With this, the young girl crawled off, broken. Oh, children, these are treacherous waters indeed..
Unfortunately, I was the only person standing there. It was too late to sneak away. I had to say something. He was staring at me. I had to say something. After somewhat composing myself though I was shaking like a leaf inside and hoped it was not visible, I stammered with a mouth full of what felt like molasses:
“Mr. Rotten, my name is Tyson. I sing in the Kittens” I started and when I got no response. “Thank you for taking us on tour; we do really appreciate it.” Really, I am not sure how slow or fast I said all of this and if it was even in decipherable English. I know that it was a blur and I half expected him to slug me or spit on me or call me some inventive ultra-degrading name or just snarl and walk away.
Surprisingly, he did none of this. He shook my hand and grabbed my shoulder and said in the most heartwarming jovial tone devoid of sarcasm, “Yes, yes, the Chainsaw Kitties, marvelous. We’ll have drinkies later.”

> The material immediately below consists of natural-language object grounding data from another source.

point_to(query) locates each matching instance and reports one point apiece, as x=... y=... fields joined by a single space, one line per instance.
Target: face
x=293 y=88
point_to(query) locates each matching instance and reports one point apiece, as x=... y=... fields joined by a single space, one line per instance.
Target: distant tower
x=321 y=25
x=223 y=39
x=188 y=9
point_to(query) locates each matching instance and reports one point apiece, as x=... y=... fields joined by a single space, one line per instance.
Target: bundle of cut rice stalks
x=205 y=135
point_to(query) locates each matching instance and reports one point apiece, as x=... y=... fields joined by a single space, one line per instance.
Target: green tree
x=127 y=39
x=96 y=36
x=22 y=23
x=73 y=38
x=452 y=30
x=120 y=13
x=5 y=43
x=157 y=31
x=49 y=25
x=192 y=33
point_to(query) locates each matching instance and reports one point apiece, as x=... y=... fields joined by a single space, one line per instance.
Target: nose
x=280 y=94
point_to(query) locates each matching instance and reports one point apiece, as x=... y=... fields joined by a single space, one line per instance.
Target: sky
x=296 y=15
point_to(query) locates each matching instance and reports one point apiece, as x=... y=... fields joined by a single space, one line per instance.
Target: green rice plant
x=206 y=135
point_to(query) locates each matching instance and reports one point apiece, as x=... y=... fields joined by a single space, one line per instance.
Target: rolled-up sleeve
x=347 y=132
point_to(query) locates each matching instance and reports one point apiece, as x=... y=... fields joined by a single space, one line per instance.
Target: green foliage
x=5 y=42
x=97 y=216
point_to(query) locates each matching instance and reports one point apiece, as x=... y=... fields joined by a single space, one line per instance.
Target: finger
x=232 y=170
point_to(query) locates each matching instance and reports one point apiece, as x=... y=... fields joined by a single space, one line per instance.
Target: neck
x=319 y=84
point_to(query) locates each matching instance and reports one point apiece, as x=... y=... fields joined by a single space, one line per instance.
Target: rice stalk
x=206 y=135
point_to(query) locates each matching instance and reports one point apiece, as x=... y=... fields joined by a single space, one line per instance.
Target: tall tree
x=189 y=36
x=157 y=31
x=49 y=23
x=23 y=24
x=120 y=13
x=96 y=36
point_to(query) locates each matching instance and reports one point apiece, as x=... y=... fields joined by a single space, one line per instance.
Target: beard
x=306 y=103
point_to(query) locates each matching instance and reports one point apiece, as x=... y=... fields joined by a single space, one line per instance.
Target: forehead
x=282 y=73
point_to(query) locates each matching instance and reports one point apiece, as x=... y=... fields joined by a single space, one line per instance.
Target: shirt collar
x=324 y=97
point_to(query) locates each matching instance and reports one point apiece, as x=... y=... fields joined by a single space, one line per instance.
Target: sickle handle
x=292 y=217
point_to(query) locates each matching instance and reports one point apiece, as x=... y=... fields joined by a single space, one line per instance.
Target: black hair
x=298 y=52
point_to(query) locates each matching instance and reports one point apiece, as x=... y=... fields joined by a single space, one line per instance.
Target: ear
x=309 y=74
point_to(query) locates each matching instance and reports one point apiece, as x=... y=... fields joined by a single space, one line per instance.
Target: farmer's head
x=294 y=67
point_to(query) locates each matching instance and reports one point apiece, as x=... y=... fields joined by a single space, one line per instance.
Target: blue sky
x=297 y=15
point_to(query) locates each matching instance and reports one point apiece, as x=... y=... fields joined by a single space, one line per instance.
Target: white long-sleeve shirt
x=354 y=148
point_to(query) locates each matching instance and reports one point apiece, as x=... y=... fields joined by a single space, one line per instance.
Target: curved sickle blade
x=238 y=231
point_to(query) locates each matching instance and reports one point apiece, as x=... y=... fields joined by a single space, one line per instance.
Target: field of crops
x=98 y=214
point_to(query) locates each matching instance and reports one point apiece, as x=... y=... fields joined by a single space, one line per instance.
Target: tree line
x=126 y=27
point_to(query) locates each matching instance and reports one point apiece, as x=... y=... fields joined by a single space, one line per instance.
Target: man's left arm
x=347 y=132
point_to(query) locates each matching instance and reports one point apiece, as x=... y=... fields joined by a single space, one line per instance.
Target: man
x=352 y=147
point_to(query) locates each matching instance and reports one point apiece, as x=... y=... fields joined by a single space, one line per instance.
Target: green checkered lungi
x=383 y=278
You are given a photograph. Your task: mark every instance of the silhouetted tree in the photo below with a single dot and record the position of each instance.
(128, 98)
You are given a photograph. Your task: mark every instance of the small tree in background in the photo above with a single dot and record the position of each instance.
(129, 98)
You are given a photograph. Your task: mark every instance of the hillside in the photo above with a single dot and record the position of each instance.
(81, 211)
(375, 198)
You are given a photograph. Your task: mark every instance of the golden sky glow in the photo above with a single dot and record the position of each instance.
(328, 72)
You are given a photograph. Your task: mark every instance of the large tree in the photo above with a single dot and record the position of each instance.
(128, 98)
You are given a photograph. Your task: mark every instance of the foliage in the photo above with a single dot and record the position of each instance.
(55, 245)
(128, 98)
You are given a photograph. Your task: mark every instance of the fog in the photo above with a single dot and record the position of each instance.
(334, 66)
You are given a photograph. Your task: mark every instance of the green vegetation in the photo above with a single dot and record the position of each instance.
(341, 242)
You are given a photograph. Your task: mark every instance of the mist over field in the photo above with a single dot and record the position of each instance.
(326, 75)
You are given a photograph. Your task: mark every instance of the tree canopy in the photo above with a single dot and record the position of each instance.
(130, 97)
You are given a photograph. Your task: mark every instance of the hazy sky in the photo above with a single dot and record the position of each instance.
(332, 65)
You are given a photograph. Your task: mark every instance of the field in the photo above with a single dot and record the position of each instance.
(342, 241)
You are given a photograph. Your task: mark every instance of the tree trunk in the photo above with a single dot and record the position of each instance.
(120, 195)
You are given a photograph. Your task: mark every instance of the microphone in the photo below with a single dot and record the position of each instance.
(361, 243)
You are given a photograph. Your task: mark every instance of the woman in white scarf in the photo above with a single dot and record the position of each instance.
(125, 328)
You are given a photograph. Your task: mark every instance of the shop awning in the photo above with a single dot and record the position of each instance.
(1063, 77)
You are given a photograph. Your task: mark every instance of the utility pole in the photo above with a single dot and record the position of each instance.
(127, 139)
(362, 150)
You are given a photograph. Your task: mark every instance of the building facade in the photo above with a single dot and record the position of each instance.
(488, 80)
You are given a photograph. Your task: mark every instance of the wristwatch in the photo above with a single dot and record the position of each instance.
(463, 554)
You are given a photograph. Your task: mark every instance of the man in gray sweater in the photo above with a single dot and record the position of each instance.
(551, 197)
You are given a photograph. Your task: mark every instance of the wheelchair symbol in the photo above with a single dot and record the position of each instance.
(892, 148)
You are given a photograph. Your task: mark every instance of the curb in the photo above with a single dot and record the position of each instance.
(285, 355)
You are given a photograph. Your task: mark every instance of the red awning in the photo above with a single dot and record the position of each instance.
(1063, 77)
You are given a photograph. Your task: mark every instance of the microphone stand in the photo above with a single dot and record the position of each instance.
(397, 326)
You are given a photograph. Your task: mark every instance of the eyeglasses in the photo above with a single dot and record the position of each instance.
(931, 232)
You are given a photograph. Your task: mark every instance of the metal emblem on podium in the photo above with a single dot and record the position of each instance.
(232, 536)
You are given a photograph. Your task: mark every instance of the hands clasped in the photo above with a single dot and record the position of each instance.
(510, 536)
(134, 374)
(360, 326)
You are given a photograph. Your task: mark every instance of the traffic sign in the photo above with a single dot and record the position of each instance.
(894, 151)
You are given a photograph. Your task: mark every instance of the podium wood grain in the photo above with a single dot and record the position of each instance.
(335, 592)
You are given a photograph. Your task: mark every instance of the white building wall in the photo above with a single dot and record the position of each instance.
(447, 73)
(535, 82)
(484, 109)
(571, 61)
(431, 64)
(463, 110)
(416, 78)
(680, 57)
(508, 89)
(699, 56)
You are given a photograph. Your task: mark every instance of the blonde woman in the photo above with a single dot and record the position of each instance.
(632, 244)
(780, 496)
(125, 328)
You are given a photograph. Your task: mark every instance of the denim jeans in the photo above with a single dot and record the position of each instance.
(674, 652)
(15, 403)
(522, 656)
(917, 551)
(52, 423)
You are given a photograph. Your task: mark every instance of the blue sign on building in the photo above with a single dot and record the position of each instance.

And, that is exactly what we did do. We had drinkies; Mr. Lydon supplied the Courvoisier and held court as we sipped at his table. We were in Buffalo, NY where the tour ended. The club, which might have been called the Garage, was somewhat dilapidated in an old two or three story building that had probably been abandoned for years before it became a club. If I remember correctly, the dressing room had somewhat large holes in the wood floor that had been half-heartedly patched.
This was the third story of the building, which was dedicated to the dressing room. It was roomy but somewhat cozy at the same time. It resembled the android builder J.F. Sebastian’s apartment in Bladerunner.
PIL and the Kittens sat around a big long wooden table and listened to the founding father of our adopted punk culture preach. He poured the cognac freely. His words exploded into us like the commandments. We took notes like Moses. Sadly, he really only had two commandments as opposed to ten. But, these two commandments carried the importance of ten.
Thus spoke the lord who at this point somewhat resembled a living breathing Bart Simpson with that crazy plastered hair that stood straight up; and the same sort of long oversized athletic shorts. Maybe in someway our punk juju shaman was looking at this cultural icon, this Rotten Simpson, and throwing him back in our face by adopting him as his own persona…or maybe not, but whatever the case, Mr. Rotten had sage words that will always ring true. In hindsight, they ring truer today, even, than they did then because I guess now I have lived through all of the bullshit and absurdity that the record companies have to offer.
Thus spoke Mr. Rotten:
1. Never trust a record company.
2. Take them for all they’re worth.
When he said these incontestable truths, he spit out the words ‘record company’ as if he was saying the most heinous words known to man, words that could turn the speaker into salt, words like Medusa that had hundreds of snakes coming out every letter. The inflection that he put on ‘worth’ had that snide, hissing, knowing tone that comes across during the finest Pistols’ moments.
“Yes, Mr. Rotten,” we said in a sort of Brechtian chorus . “Tell us more.” At this point, Mr. Rotten was Mother Courage. We were the children. He knew we would be ravaged by our war with the record companies. And he was right.